Tag Archives: security

Enterprise RSS and security

Peter Verhoeven wrote an article a few days ago talking about security features he feels are missing from Enterprise RSS tools, including NewsGator Enterprise Server. I wanted to address his concerns directly, explaining exactly why NGES handles secure feeds the way it does, and talk about how specifically one could address the issue he brings up.

Public feeds

So first, let’s discuss the general case where no security is involved. If user A and user B both subscribe to publicly accessible feed X, the feed content is the same for both – so there exists only one copy of the feed in the system, and everyone sees that same copy and the contents therein. This is highly efficient for all systems involved.

Secure feeds

Now on to the slightly more complicated case. When NGES encounters a secure feed (more specifically, a feed which requires user credentials to access), it treats the content from the feed as secure. When user A retrieves feed Y using his credentials, the contents will be stored specific to user A. When user B retrieves the same feed Y but using her own credentials, the contents will be stored for user B. So now we essentially have two copies of the feed.

Why, Greg, why would you do this? It’s the same feed, so you should only store it once. Right?

As it turns out, the answer it no. The issue is that NGES has no way of knowing if feed Y will return the same content for every user that has access to it. Just because the feed URL is the same, doesn’t mean user A and user B will see the same thing when they retrieve it using their own credentials. So, the system stores the content separately.

“Shared” secure feeds

Ah, but now we get to the heart of Peter’s issue. He has a case where he _knows_ the content for a given feed will be the same for every user that has access to it. The problem is, Peter knows, but NGES has no way of knowing.

The only part of the system that could possibly know this is the publisher of the feed – because it’s the application generating the feed, and it knows whether it would generate the same feed for everyone that has access. But it’s a valid case – there are indeed situations where the publishing system knows this is the case.
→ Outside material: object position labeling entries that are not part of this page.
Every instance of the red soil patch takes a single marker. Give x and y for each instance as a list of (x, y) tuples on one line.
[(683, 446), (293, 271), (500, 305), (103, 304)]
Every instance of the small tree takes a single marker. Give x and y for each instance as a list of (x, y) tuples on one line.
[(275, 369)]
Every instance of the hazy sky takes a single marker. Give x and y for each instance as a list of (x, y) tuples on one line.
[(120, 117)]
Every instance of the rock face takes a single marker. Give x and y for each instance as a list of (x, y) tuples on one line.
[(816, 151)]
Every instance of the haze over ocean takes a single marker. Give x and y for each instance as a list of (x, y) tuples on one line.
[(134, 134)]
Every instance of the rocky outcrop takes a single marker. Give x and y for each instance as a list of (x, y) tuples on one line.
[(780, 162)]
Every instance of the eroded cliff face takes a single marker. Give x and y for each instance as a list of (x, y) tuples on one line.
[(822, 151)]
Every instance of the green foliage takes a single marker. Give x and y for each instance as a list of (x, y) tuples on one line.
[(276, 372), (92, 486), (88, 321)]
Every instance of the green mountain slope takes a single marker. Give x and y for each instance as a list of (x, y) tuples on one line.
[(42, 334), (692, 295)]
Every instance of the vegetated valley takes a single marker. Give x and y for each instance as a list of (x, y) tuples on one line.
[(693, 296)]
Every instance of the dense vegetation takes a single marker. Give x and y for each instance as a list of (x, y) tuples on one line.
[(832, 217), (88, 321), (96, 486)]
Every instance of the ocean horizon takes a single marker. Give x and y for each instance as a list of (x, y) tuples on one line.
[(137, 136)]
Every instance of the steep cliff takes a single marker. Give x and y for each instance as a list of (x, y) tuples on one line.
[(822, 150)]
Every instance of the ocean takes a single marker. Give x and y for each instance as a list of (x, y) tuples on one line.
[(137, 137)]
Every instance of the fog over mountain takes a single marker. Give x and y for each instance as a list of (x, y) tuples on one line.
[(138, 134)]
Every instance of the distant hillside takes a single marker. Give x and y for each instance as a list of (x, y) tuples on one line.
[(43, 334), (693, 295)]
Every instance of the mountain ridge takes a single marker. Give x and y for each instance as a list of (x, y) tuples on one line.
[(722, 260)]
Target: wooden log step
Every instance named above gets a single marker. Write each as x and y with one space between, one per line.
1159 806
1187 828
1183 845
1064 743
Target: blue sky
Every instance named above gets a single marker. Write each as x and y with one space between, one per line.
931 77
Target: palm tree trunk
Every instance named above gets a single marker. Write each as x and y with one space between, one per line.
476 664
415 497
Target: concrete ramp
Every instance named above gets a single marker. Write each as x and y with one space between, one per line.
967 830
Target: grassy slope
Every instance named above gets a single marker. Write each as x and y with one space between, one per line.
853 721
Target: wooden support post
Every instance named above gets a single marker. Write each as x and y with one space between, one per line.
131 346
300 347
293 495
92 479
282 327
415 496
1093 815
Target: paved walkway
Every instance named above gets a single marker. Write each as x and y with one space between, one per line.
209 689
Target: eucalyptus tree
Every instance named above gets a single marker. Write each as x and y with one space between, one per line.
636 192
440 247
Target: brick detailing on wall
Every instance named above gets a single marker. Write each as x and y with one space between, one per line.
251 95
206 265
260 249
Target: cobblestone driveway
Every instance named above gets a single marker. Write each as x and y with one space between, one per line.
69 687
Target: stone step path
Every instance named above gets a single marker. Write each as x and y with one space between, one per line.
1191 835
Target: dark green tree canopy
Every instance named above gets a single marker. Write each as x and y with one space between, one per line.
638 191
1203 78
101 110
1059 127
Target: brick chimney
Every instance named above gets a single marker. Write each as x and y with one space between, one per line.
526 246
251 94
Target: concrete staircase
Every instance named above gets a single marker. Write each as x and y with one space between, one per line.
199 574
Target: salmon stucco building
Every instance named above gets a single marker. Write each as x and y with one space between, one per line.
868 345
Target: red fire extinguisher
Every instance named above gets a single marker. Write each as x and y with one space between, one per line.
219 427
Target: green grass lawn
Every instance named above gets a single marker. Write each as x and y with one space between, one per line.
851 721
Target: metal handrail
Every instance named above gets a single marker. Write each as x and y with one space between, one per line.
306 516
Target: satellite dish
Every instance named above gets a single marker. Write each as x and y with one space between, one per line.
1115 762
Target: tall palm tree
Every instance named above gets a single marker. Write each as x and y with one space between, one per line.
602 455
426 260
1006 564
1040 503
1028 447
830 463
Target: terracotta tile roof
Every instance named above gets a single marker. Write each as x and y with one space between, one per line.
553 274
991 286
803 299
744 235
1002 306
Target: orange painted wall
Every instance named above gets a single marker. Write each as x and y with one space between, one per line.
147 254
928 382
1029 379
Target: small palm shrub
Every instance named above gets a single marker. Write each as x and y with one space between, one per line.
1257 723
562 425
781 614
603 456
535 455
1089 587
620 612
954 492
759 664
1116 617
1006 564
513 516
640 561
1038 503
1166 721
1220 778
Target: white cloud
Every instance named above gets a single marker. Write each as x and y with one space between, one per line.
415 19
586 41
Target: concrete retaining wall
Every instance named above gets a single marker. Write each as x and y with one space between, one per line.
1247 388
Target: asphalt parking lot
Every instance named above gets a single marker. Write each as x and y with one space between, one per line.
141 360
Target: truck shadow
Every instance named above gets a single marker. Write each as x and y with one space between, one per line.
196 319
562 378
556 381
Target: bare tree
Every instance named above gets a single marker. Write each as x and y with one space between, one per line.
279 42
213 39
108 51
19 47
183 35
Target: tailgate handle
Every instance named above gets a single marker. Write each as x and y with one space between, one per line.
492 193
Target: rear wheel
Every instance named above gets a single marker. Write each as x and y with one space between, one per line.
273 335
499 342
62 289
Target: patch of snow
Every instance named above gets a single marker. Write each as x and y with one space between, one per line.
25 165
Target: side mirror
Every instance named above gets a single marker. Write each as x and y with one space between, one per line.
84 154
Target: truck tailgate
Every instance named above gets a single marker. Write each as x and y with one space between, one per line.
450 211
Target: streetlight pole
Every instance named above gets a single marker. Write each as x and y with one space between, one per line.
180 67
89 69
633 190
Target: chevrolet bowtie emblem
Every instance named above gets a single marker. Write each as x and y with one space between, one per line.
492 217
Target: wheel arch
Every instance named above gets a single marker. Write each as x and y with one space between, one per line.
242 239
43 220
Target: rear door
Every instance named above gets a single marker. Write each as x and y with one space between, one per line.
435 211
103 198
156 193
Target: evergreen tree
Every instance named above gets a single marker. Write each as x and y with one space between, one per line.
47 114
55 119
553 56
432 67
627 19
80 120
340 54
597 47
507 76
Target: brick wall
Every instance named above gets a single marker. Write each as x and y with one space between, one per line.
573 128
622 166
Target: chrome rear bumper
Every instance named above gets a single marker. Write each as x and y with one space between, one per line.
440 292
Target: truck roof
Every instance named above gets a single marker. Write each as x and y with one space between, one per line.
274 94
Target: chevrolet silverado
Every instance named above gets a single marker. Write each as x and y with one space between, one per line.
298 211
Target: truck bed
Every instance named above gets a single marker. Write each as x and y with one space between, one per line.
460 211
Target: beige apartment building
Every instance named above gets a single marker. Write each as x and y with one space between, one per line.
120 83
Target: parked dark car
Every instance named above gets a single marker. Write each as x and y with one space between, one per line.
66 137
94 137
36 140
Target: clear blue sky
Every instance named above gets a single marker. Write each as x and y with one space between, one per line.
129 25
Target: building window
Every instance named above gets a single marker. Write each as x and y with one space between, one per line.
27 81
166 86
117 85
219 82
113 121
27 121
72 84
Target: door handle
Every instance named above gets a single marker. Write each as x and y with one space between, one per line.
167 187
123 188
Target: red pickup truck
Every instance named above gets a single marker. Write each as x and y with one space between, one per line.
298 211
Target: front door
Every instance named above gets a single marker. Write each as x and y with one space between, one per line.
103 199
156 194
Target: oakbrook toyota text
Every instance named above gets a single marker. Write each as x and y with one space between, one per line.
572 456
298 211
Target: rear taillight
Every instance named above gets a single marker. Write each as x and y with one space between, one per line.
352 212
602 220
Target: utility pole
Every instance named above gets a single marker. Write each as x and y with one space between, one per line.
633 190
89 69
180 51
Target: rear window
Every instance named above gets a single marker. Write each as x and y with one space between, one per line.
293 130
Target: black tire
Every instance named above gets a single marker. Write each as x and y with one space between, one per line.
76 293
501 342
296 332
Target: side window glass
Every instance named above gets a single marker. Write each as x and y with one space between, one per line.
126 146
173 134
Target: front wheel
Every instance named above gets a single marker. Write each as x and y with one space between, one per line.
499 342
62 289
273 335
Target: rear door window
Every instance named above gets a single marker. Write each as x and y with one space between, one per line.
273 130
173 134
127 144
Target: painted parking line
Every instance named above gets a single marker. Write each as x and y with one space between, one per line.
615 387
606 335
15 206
So, in NGES 3.x, it will actually look for a specific header in the feed that basically says “this feed will be the same for everyone.” If it sees that header, it will still individually authorize access for every user trying to access the feed, but it will only retrieve and store the content once. So essentially, authentication and authorization works the same way – we are just making the behavioral assertion that the content in the feed may be shared among the group of people who have access.

[note: I’ve slightly simplified here, but this is very close to what is actually required.]

This code was initially written to optimize some of the content-retrieval that goes on with our SharePoint-integrated Social Sites Enterprise product…but there are definitely use cases for this feature beyond just SharePoint.